Advancing underwater soundscape in lagoon environments

Coastal environments are increasingly exposed to multiple human pressures, among which underwater noise represents a growing but still unevenly quantified component. Shallow transitional systems such as lagoons are particularly challenging to investigate acoustically, due to spatially heterogeneous shallow bathymetry, soft muddy substrates, strong tidal forcing, and intense maritime activity linked to navigation, port infrastructure, and tourism.

High-quality underwater acoustic observations are commonly based on hydrophones and dedicated recording platforms, whose costs and operational constraints often restrict spatial coverage and monitoring duration. The recent availability of low-cost underwater acoustic recorders offers new perspectives for dense and flexible observational networks, but their lack of calibration and sensor-to-sensor variability limit their applicability for quantitative soundscape analyses.

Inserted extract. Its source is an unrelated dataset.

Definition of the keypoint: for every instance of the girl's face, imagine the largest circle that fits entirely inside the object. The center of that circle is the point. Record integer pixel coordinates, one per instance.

We propose an observational and calibration framework designed to enable the quantitative use of low-cost acoustic sensors in shallow lagoon settings. A spatially distributed array of recorders was deployed across multiple sites in the Venice Lagoon, covering complete diel cycles. Sensor responses were characterised and cross-validated through controlled measurements against a reference-calibrated hydrophone, allowing conversion of recorded signals into physical units and improving inter-sensor consistency. Acoustic observations were analysed jointly with ancillary environmental and anthropogenic data, including tidal conditions, vessel presence, and meteorological parameters.

Beyond the methodological developments, the calibrated recordings are used to perform a preliminary examination of the lagoon soundscape, with the aim of identifying dominant temporal structures and investigating the relative roles of natural processes and human activities. Enhancing data reliability and inter-sensor comparability, this approach has the potential to support more robust soundscape analyses in shallow lagoon systems and to inform future geophysical, ecological, and management-focused studies.